Designing Through the Archive: Eventful Organisations of Memory and Affect in Co-Creative Interaction Design
1. title and short overview of your PhD thesis. With the working title “Designing Through the Archive: Eventful Organisations of Memory and Affect in Co-Creative Interaction Design”, my PhD investigates how new digital apparatuses of archival organisation influence the constitution of memory and the distribution of power. The PhD deals with sociotechnical issues on both an affective and a discursive level, and it experimentally questions how knowledge is captured, accessed, and disseminated, and who controls the archives of contemporary digitized society.

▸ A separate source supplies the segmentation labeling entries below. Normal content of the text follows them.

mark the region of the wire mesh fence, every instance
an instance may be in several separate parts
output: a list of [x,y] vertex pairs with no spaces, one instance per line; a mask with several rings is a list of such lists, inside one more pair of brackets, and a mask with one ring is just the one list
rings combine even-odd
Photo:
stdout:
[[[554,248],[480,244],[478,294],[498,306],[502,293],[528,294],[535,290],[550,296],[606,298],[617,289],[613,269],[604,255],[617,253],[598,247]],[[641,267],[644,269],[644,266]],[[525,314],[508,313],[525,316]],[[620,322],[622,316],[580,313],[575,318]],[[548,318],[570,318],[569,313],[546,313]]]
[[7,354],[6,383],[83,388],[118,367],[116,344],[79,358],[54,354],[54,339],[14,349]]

The PhD is situated within the field of interaction design, and more specifically it focuses on co-creative design processes and power distributions herein and discusses interaction design research and practice as a core driver of contemporary culture.
2. the nature of your ‘non-written work'. My ‘non-written work’ range from collaboratively annotated video and audio recordings, over public interactions with a sound installation and a design team’s interactions with a probe, to multimedia presentations of research edited by the audience in real time. The nature of my work is multimodal including audio, video, photos, diagrams and drawings, physical artefacts and objects created and collected.

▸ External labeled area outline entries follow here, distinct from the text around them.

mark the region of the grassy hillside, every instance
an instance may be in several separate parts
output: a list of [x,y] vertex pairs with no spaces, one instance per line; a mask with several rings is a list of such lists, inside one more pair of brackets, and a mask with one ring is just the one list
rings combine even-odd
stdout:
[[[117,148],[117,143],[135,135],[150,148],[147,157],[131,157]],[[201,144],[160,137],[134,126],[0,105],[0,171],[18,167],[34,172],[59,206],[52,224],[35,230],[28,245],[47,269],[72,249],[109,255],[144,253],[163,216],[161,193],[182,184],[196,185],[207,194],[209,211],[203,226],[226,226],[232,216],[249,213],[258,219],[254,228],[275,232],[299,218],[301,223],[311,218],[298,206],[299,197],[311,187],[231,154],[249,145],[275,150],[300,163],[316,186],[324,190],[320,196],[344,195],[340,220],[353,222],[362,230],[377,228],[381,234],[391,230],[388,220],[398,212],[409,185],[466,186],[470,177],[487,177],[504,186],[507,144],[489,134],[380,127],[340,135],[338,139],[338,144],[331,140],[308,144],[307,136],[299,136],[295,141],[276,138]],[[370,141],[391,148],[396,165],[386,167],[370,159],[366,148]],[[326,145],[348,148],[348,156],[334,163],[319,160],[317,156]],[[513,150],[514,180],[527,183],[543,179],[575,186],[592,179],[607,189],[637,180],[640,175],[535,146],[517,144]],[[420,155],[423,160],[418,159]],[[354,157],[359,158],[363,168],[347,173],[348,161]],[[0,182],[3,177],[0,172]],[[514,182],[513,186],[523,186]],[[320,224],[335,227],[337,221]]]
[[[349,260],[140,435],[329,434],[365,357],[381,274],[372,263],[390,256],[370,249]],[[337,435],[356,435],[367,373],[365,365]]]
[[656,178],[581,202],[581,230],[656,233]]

3. in what way your ‘non-written work' relates to your PhD thesis. Working with a kind of Research through Design, the design projects and experiments I conduct and engage in throughout the duration of my PhD continuously inform my theoretical outset. Likewise, I engage in theoretical thinking that informs how I create and perform design experiments, particularly in exploring different philosophical concepts. This way, new forms and formulations of thought and actions inform each other.
4. how you integrate or consider integrating your ‘non-written work' into your PhD thesis. I have chosen to write my dissertation as a monograph. The reason for this is a wish to experiment with the traditional format of the written dissertation due to the experimental focus of my PhD on archival organisations of knowledge. I consider implementing multiple reading techniques into the dissertation that allows for it to be accessed and read differently. I will thus attempt not so much to write about my design experiments as to translate and incorporate their techniques into the dissertation.

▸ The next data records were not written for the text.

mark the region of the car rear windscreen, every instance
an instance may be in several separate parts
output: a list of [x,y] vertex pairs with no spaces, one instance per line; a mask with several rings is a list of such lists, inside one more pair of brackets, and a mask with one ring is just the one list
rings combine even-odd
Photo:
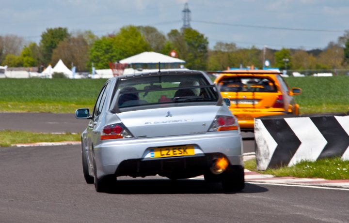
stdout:
[[121,79],[117,89],[114,100],[119,108],[178,103],[215,103],[219,98],[215,86],[197,74]]
[[224,78],[217,85],[222,92],[275,92],[274,82],[267,78],[232,77]]

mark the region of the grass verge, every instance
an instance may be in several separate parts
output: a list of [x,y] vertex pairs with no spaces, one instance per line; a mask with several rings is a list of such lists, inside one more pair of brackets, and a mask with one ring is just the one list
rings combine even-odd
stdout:
[[327,179],[349,179],[349,161],[340,158],[322,159],[315,162],[303,161],[290,167],[256,170],[255,160],[245,162],[245,168],[262,174],[275,177],[294,177],[298,178],[323,178]]
[[[301,114],[349,111],[348,76],[285,79],[290,88],[302,89],[302,93],[295,96]],[[0,112],[74,113],[78,108],[92,109],[106,80],[2,78]]]
[[79,134],[72,134],[71,133],[52,134],[3,130],[0,131],[0,147],[8,147],[11,145],[18,143],[80,141],[80,137]]

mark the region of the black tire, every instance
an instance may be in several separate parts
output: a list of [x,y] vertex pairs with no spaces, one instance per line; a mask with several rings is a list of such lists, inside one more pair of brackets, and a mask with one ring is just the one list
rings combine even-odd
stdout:
[[97,177],[95,163],[94,162],[94,181],[97,192],[110,192],[115,189],[116,177],[114,175],[107,175],[103,178]]
[[229,166],[222,174],[222,184],[224,191],[238,192],[245,188],[245,176],[242,166]]
[[[82,143],[81,143],[81,145],[83,145]],[[83,146],[82,146],[83,147]],[[81,156],[82,157],[82,171],[83,171],[85,180],[86,181],[86,183],[88,184],[93,183],[94,178],[89,174],[88,164],[87,164],[87,161],[86,160],[86,152],[83,147],[81,151]]]

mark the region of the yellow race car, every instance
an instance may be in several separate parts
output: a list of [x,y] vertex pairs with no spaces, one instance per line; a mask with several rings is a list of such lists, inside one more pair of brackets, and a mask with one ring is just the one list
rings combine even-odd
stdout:
[[261,116],[299,114],[293,95],[299,88],[289,89],[281,73],[266,70],[229,70],[220,72],[215,83],[229,108],[238,118],[241,131],[253,131],[254,119]]

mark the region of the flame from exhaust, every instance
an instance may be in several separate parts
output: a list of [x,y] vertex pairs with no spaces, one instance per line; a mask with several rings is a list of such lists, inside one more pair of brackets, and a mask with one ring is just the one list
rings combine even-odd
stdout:
[[225,157],[217,159],[216,162],[216,167],[218,172],[222,172],[225,170],[228,167],[228,160]]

5. which scholarly traditions you base your methodology on. In order to form an understanding of the cultural, social, and political issues at stake in designing digital systems and artefacts, I need to look at different levels of abstraction – from technical execution, over designerly conception and production, to societal adoption. With interaction design as the core (multidisciplinary) scholarly tradition, I position my research at the threshold of multiple traditions and disciplines and draw on traditions such as Human-Computer Interaction, process philosophy, cultural theory, and software studies.
6. which difficulties you have encountered regarding your ‘non-written work’. Having an experimental focus on power relations and distributions in design processes means that I also have to take my own positions as designer and researcher into account, since I intentionally or not intervene into existing relations. It may be difficult to articulate such meta-approach to design and research practices.
7. what you wish to gain from the workshop. I wish to discuss the potential for experimental research to not take time from the PhD project but instead give time. Rather than having to think of practice-oriented research as a structural disadvantage compared to more theoretically and analytically oriented fellow scholars, I would like to build an understanding of how the, often invisible, design work may be appreciated in its own right.